Fenomena semacam itu akan selalu terjadi setiap tahun. Kurang lebih 6 tahun sejak saya jadi mahasiswa baru hingga sekarang masih akrab dengan dinamika-dinamika seperti ini. Karena kebiasaan itu tak bisa hilang, maka itu sudah jadi hal yang sangat biasa bagi kami. Toh, baik HMI dan PMII punya prestasi dan perjuangan masing-masing pada proses menjalankannya. Tinggal calon kader yang menilai bisa masuk ke mana, karena ujung-ujungnya adalah bagaimana mereka ingin berperan dan berkembang dengan organisasi sebagai instrumentnya. Toh, meski hal ini terjadi berulang kali, kader PMII dan HMI tetap tegar saja saat bertemu, tetap saling mengunjungi saat ada acara, tetap bersama-sama kalau ada giat kolaborasi, ujung-ujungnya tetap duduk ngopi.

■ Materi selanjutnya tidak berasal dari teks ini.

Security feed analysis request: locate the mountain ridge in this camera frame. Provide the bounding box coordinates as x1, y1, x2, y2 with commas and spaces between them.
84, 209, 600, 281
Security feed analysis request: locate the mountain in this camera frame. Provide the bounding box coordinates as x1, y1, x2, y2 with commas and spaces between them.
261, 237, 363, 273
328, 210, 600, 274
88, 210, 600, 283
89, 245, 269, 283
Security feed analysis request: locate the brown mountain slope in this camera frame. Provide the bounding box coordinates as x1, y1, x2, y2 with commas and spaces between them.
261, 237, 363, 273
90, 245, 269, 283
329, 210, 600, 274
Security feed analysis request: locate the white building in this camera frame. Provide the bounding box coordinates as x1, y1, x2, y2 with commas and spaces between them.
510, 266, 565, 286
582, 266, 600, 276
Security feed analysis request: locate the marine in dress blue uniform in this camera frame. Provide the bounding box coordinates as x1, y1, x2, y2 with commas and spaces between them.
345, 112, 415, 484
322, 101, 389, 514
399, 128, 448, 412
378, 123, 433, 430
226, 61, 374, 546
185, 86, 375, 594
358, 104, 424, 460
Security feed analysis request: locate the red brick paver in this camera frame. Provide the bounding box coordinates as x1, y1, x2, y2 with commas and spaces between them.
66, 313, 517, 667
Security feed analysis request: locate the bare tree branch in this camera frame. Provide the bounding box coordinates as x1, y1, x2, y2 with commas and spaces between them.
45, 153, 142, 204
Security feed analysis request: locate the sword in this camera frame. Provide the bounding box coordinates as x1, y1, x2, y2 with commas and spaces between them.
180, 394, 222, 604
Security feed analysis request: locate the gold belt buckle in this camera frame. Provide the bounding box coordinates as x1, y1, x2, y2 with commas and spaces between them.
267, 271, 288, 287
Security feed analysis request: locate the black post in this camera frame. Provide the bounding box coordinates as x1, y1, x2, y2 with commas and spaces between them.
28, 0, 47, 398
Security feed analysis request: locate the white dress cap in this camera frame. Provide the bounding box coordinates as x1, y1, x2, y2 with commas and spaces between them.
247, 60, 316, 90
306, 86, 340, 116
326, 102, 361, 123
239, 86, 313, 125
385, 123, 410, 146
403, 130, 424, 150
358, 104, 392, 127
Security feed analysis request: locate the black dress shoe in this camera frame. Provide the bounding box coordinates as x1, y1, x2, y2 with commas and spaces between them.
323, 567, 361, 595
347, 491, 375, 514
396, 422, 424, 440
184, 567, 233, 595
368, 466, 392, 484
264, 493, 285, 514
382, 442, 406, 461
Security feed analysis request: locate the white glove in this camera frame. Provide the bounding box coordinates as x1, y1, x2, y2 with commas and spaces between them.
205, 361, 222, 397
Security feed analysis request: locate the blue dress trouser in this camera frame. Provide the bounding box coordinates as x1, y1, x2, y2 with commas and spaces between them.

Kalau kata Lewis A. Coser (2017), pada teori konflik fungsionalnya, konflik memang biasa dilihat sebagai energi pengikat yang mempengaruhi mobilisasi anggota yang lebih aktif dan meningkatkan kohesi internal. Jadi, walau sering ‘saling menjejekkan’ karena konflik, tetapi konflik itu sendiri yang justru memperkuat solidaritas dan menjembatani kesalingan pengertian ketika bertemu.
Maka, tak perlu lah kita menanggapi hal ini secara berlebihan. Tetap santai, hisap rokok dan seruput kopi. Kita nikmati dengan kelebihan dan kekurangan pada organisasi masing-masing. Pada tempat kita lahir dan berkembang, memang kita cukup sensitif. Tapi sebaik-baiknya lahir dan berkembang adalah mampu bertahan dan tak punya musuh.